D  = np.hypot(s[:, None, 0] - s[None, :, 0], s[:, None, 1] - s[None, :, 1])
c0 = cov(np.hypot(s[:, 0] - s0[0], s[:, 1] - s0[1]))

A = np.ones((n + 1, n + 1)); A[:n, :n] = cov(D); A[n, n] = 0.0   # Lagrange row/col
sol = np.linalg.solve(A, np.append(c0, 1.0))
w, lam = sol[:n], sol[n]

pred = w @ z
var  = sill - w @ c0 - lam                    # ordinary-kriging variance
print("weights       :", np.round(w, 3))
print("sum of weights:", round(w.sum(), 3))
print("prediction    :", round(pred, 3))
print("kriging var   :", round(var, 3))

weights       : [0.22  0.342 0.267 0.171]
sum of weights: 1.0
prediction    : 3.246
kriging var   : 0.938

Julia

using GeoStats

# scattered samples: coordinates and the observed variable z
d = georef((z = [3.0, 3.5, 2.0, 5.0],),
           [(0.0, 0.0), (2.0, 0.0), (0.0, 3.0), (4.0, 4.0)])

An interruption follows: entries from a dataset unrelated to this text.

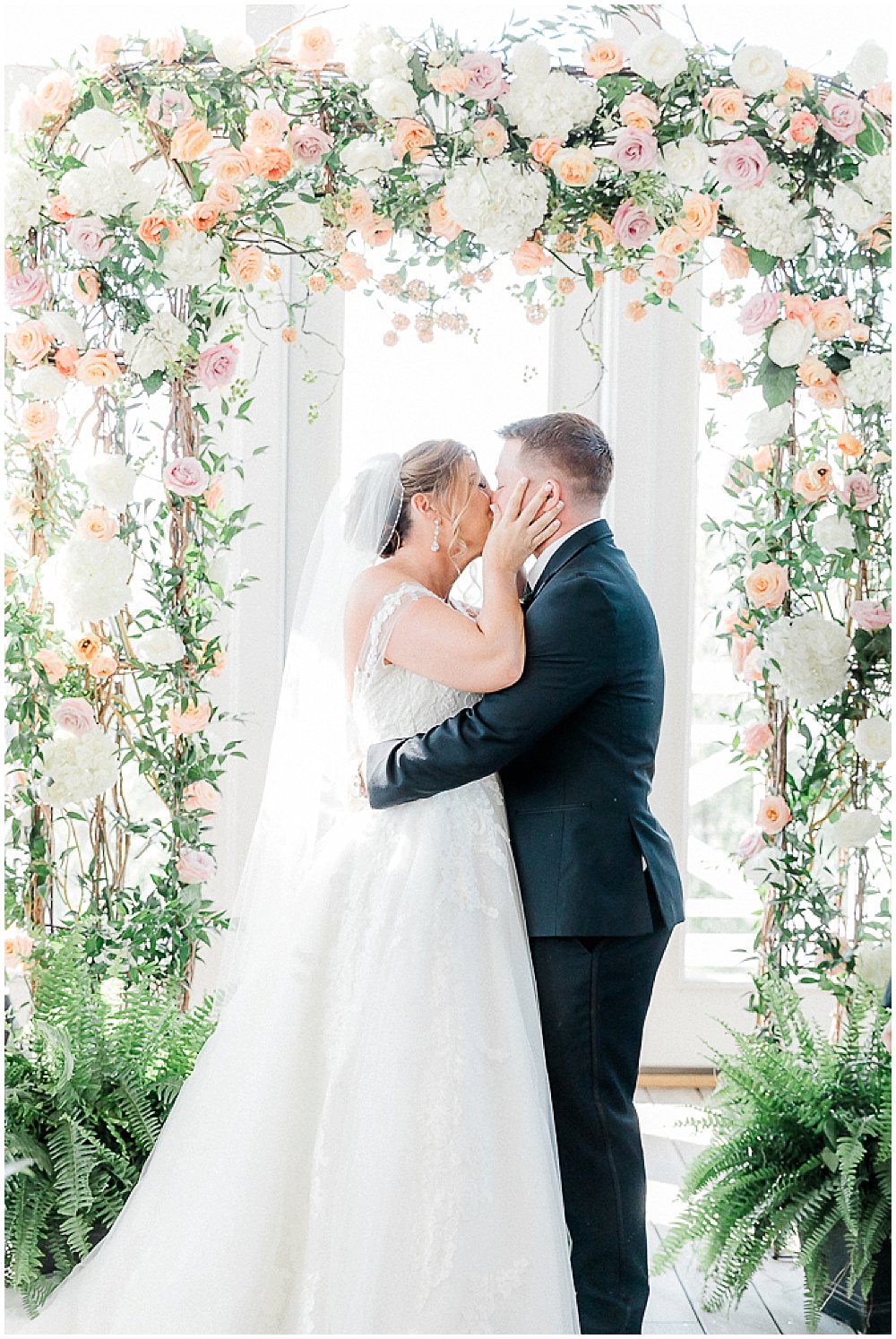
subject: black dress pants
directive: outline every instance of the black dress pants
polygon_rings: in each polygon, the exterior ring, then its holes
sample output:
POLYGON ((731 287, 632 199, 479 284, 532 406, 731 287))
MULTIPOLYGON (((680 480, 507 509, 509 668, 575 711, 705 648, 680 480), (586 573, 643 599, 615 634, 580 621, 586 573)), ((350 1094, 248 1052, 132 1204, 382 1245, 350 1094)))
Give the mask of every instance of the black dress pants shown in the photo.
POLYGON ((671 931, 530 939, 583 1334, 640 1334, 647 1176, 635 1087, 671 931))

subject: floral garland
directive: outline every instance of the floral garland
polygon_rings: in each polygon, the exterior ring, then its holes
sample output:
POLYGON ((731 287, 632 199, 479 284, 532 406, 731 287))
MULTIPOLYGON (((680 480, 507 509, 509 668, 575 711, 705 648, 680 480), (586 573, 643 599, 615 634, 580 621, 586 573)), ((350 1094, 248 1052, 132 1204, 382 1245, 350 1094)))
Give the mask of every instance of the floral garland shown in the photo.
POLYGON ((753 383, 767 406, 733 474, 745 520, 723 629, 763 710, 739 740, 769 786, 741 853, 766 889, 759 947, 805 965, 821 935, 829 967, 868 933, 861 853, 879 836, 889 623, 883 52, 867 43, 826 79, 766 47, 726 58, 654 28, 620 43, 580 13, 565 27, 580 63, 558 64, 520 24, 488 52, 391 28, 339 51, 313 24, 258 48, 241 35, 100 37, 91 60, 17 95, 5 585, 12 905, 32 928, 64 919, 58 898, 92 908, 98 957, 178 973, 186 999, 197 948, 222 923, 202 896, 205 822, 237 746, 216 738, 208 679, 225 665, 213 625, 242 582, 228 585, 222 557, 248 509, 228 506, 238 465, 220 441, 250 411, 240 339, 258 304, 280 297, 281 337, 303 351, 315 299, 360 285, 413 312, 395 312, 387 344, 411 325, 430 341, 469 328, 457 304, 509 254, 529 320, 577 288, 597 295, 612 270, 639 320, 676 309, 675 285, 718 237, 730 276, 762 281, 741 312, 755 358, 703 351, 726 392, 753 383), (284 256, 299 297, 281 288, 284 256), (423 261, 441 281, 419 277, 423 261), (87 423, 96 453, 78 474, 70 449, 87 423), (801 779, 788 722, 808 736, 801 779), (155 797, 142 815, 126 799, 135 777, 155 797), (820 810, 841 811, 836 917, 820 810), (139 880, 135 842, 155 856, 139 880))

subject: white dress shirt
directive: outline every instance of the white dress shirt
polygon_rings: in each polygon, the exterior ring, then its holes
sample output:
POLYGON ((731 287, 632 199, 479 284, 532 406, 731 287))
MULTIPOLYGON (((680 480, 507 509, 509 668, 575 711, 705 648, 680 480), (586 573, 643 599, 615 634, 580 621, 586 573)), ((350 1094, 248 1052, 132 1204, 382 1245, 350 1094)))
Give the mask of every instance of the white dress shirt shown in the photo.
POLYGON ((599 517, 592 516, 591 521, 583 521, 581 525, 576 525, 572 530, 567 530, 567 533, 561 534, 558 540, 552 540, 550 544, 541 550, 538 557, 533 560, 532 566, 526 572, 526 581, 529 582, 530 590, 534 590, 536 582, 541 577, 544 569, 548 566, 550 558, 554 556, 557 549, 560 549, 567 542, 567 540, 572 540, 573 534, 577 534, 579 530, 584 530, 587 525, 593 525, 593 522, 597 520, 599 517))

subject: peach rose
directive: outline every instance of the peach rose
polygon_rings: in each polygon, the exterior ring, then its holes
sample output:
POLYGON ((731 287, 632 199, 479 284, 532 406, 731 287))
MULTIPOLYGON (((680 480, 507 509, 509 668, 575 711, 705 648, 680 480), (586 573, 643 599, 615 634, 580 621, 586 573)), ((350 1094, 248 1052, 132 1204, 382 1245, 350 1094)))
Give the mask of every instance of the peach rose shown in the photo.
POLYGON ((793 481, 793 491, 804 502, 821 502, 834 486, 834 471, 828 461, 810 461, 809 465, 797 470, 793 481))
POLYGON ((28 400, 21 411, 21 427, 35 446, 52 442, 59 427, 59 411, 50 400, 28 400))
POLYGON ((169 728, 175 738, 178 735, 194 735, 205 730, 212 719, 212 704, 209 702, 200 702, 190 703, 183 708, 169 707, 166 716, 169 728))
POLYGON ((104 544, 118 534, 118 518, 110 516, 104 506, 91 506, 78 517, 75 533, 82 540, 96 540, 104 544))
POLYGON ((35 660, 42 665, 48 682, 54 686, 62 683, 68 674, 68 665, 52 647, 42 647, 40 651, 35 652, 35 660))
POLYGON ((200 158, 212 143, 212 131, 196 116, 183 121, 171 135, 171 158, 192 163, 200 158))
POLYGON ((328 28, 313 24, 300 28, 292 59, 300 70, 323 70, 336 55, 336 43, 328 28))
POLYGON ((42 321, 23 321, 8 336, 7 345, 20 367, 32 368, 43 362, 52 341, 42 321))
POLYGON ((822 297, 812 320, 818 339, 841 339, 852 325, 852 312, 845 297, 822 297))
POLYGON ((88 348, 78 359, 75 376, 83 386, 108 386, 121 375, 111 348, 88 348))
POLYGON ((459 66, 442 66, 441 70, 430 70, 426 78, 437 92, 442 92, 450 98, 465 92, 470 82, 470 71, 461 70, 459 66))
POLYGON ((445 197, 442 195, 441 191, 435 197, 435 200, 430 201, 429 214, 430 214, 430 229, 434 237, 445 237, 447 241, 451 242, 454 241, 455 237, 461 236, 463 229, 461 228, 459 224, 455 224, 451 216, 449 214, 447 209, 445 208, 445 197))
POLYGON ((550 256, 538 242, 522 242, 510 257, 517 274, 537 274, 550 265, 550 256))
POLYGON ((592 79, 615 75, 623 68, 623 48, 616 42, 593 42, 581 54, 585 74, 592 79))
POLYGON ((708 237, 715 232, 719 217, 719 201, 711 195, 694 193, 682 204, 682 228, 691 237, 708 237))
POLYGON ((788 572, 777 562, 757 562, 745 581, 746 597, 761 609, 777 609, 790 589, 788 572))
POLYGON ((263 269, 264 252, 260 246, 237 246, 228 261, 228 270, 241 288, 257 284, 263 269))
POLYGON ((766 837, 779 833, 790 822, 790 806, 783 795, 763 795, 755 815, 757 825, 766 837))
POLYGON ((426 150, 434 143, 433 131, 422 121, 414 121, 413 116, 400 116, 395 122, 391 150, 399 162, 407 154, 413 163, 422 163, 426 158, 426 150))

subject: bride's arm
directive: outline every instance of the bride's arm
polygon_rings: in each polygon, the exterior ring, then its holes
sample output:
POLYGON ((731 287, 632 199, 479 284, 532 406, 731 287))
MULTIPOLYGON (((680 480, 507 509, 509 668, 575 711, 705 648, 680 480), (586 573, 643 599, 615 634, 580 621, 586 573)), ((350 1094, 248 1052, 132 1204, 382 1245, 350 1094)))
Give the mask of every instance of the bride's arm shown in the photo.
POLYGON ((482 550, 482 608, 475 620, 441 600, 415 600, 396 619, 386 657, 427 679, 467 692, 516 683, 525 663, 517 572, 558 526, 558 503, 538 514, 546 490, 521 509, 526 481, 514 489, 482 550))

# exponential variogram with nugget, sill, and range, then ordinary kriging
g   = ExponentialVariogram(sill = 1.0, range = 4.0, nugget = 0.1)
sol = d |> InterpolateNeighbors(PointSet([(1.5, 1.5)]), Kriging(g))

Why it matters

Kriging is the default tool wherever a continuous field is measured at points but wanted everywhere. It builds rainfall and pollutant surfaces from monitoring stations, soil-property and ore-grade maps from cores, and — through model-based geostatistics — smoothed disease-prevalence surfaces from georeferenced survey clusters, the backbone of projects that map malaria, helminth, or other prevalence across a country. Because the kriging variance is a map of prediction uncertainty that depends only on where you sampled, it also drives where to sample next, guiding survey design toward the gaps. And because kriging is Gaussian-process regression, the same fitted covariance can be embedded in a Bayesian hierarchical model — via INLA or MCMC — that propagates spatial uncertainty into downstream estimates rather than treating the interpolated map as if it were observed truth.